US 11,748,358 B2
Feedback on inferred sourcetypes
Adam Oliner, San Francisco, CA (US); Eric Sammer, San Francisco, CA (US); Kristal Curtis, San Francisco, CA (US); and Nghi Nguyen, Union City, CA (US)
Assigned to Splunk Inc., San Francisco, CA (US)
Filed by Splunk, Inc., San Francisco, CA (US)
Filed on Oct. 30, 2018, as Appl. No. 16/175,642.
Claims priority of provisional application 62/738,896, filed on Sep. 28, 2018.
Claims priority of provisional application 62/738,901, filed on Sep. 28, 2018.
Prior Publication US 2020/0104731 A1, Apr. 2, 2020
Int. Cl. G06F 16/245 (2019.01); G06F 16/2455 (2019.01); G06F 40/205 (2020.01); G06F 16/248 (2019.01); G06N 5/04 (2023.01)

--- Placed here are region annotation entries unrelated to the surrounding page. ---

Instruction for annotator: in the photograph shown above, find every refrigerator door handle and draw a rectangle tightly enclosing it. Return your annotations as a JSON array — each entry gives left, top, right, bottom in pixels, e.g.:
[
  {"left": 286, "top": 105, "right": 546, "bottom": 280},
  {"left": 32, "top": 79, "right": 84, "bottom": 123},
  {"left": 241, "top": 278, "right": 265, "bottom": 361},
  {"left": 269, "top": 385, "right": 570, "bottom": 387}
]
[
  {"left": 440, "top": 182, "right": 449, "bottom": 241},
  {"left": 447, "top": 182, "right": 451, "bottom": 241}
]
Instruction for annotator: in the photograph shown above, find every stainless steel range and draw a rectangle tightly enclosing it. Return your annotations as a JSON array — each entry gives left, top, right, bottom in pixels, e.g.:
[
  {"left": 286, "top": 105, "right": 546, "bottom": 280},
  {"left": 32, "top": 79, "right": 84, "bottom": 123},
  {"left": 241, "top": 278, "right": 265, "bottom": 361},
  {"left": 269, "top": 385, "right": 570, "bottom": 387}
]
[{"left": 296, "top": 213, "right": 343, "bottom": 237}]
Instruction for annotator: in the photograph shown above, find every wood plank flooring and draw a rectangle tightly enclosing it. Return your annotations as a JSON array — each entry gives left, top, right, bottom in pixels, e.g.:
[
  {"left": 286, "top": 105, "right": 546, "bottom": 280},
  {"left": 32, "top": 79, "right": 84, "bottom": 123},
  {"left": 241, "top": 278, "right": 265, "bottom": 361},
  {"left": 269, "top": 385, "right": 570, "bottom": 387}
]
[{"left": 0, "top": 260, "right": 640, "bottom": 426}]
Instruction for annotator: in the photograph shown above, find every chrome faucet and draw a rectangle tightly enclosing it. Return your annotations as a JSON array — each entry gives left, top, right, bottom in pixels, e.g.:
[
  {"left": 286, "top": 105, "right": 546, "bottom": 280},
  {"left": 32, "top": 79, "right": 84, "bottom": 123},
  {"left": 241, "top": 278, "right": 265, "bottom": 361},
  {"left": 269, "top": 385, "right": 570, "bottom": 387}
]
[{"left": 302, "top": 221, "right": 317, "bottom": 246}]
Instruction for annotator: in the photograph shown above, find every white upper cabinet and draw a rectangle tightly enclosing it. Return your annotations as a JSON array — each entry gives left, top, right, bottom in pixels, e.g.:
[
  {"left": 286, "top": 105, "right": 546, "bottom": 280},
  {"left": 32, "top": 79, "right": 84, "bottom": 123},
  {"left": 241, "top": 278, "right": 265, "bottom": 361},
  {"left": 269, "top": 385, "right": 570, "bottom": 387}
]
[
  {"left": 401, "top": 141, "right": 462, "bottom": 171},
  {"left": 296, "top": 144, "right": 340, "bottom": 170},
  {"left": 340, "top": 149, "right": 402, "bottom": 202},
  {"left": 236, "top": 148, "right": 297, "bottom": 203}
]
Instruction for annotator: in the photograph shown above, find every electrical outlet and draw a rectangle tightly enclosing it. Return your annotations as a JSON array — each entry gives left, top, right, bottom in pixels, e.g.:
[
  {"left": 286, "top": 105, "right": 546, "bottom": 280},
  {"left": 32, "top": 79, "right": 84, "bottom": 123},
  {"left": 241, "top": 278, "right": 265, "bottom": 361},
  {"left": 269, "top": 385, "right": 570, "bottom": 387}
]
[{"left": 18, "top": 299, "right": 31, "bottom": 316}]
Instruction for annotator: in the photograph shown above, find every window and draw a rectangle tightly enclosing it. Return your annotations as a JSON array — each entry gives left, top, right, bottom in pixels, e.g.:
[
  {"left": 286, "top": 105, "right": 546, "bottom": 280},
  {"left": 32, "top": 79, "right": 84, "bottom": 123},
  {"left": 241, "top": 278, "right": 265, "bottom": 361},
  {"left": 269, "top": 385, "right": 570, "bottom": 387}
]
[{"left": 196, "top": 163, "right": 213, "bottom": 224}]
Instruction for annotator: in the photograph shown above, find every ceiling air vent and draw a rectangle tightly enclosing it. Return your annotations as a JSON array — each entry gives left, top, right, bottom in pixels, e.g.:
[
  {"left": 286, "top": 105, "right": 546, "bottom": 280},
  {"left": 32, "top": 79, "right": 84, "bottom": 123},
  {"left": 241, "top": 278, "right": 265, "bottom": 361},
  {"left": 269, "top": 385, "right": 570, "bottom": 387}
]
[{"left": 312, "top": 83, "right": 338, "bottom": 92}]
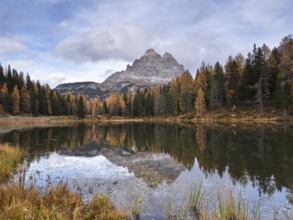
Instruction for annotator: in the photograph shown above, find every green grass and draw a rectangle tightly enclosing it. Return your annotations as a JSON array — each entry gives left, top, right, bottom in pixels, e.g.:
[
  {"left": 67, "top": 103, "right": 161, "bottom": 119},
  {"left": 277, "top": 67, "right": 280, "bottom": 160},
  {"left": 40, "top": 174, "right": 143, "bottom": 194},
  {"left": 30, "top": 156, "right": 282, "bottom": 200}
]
[
  {"left": 0, "top": 145, "right": 21, "bottom": 183},
  {"left": 167, "top": 183, "right": 260, "bottom": 220},
  {"left": 0, "top": 183, "right": 129, "bottom": 220},
  {"left": 0, "top": 145, "right": 129, "bottom": 220}
]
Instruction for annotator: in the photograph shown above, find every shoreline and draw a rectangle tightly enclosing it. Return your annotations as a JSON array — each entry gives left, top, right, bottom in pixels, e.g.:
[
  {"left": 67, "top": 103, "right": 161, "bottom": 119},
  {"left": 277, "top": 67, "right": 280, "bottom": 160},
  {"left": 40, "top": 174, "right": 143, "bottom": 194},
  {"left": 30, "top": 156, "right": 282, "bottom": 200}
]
[{"left": 0, "top": 114, "right": 293, "bottom": 133}]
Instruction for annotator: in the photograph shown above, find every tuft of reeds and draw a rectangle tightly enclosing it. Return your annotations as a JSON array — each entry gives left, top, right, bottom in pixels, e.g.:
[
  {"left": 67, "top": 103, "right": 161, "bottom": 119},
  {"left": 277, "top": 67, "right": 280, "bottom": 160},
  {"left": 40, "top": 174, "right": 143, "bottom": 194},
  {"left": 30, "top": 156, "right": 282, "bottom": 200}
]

CPC G06F 16/24568 (2019.01) [G06F 16/248 (2019.01); G06F 16/24564 (2019.01); G06F 40/205 (2020.01); G06N 5/04 (2013.01)] 28 Claims
OG exemplary drawing
 
1. A computer-implemented method, comprising:
generating a representation of a portion of machine data of a message of a data stream, wherein the data stream is accessed from an ingestion buffer of a data system, the portion of machine data generated by one or more components in an information technology environment;
predicting, based at least on applying the representation of the portion of machine data to an inference model, a sourcetype of the message, wherein predicting the sourcetype of the message using the inference model efficiently processes the message via one or more system components by reducing processing time of the message having an absence of an associated sourcetype or an inaccurate sourcetype;
based on the sourcetype of the message, selecting a set of extraction rules associated with the sourcetype for extraction of a set of values from the message, wherein each extraction rule defines criteria for identifying a sub-portion of text from the portion of machine data of the message to produce a value of the set of values, the value representing the sub-portion of text;
executing the extraction based at least on applying the set of extraction rules to the portion of machine data of the message to produce a result set that indicates the set of values identified using the set of extraction rules; and
based on the sourcetype and the set of values indicated by the result set, executing at least one action that includes routing, via a router, one or more messages associated with the sourcetype from the data stream to one or more endpoints associated with the sourcetype, wherein the at least one action is based at least in part on comparing a number of fields of the result set identified using the set of extraction rules to a number of fields associated with the sourcetype, and wherein at least one endpoint comprises a field-searchable data store and the message is stored in the field-searchable data store as an event that is accessed from the field-searchable data store responsive to a search query containing a criterion for a field being executed against the event in the field-searchable data store to cause comparison between the criterion and values extracted from the event by an extraction rule defining the field.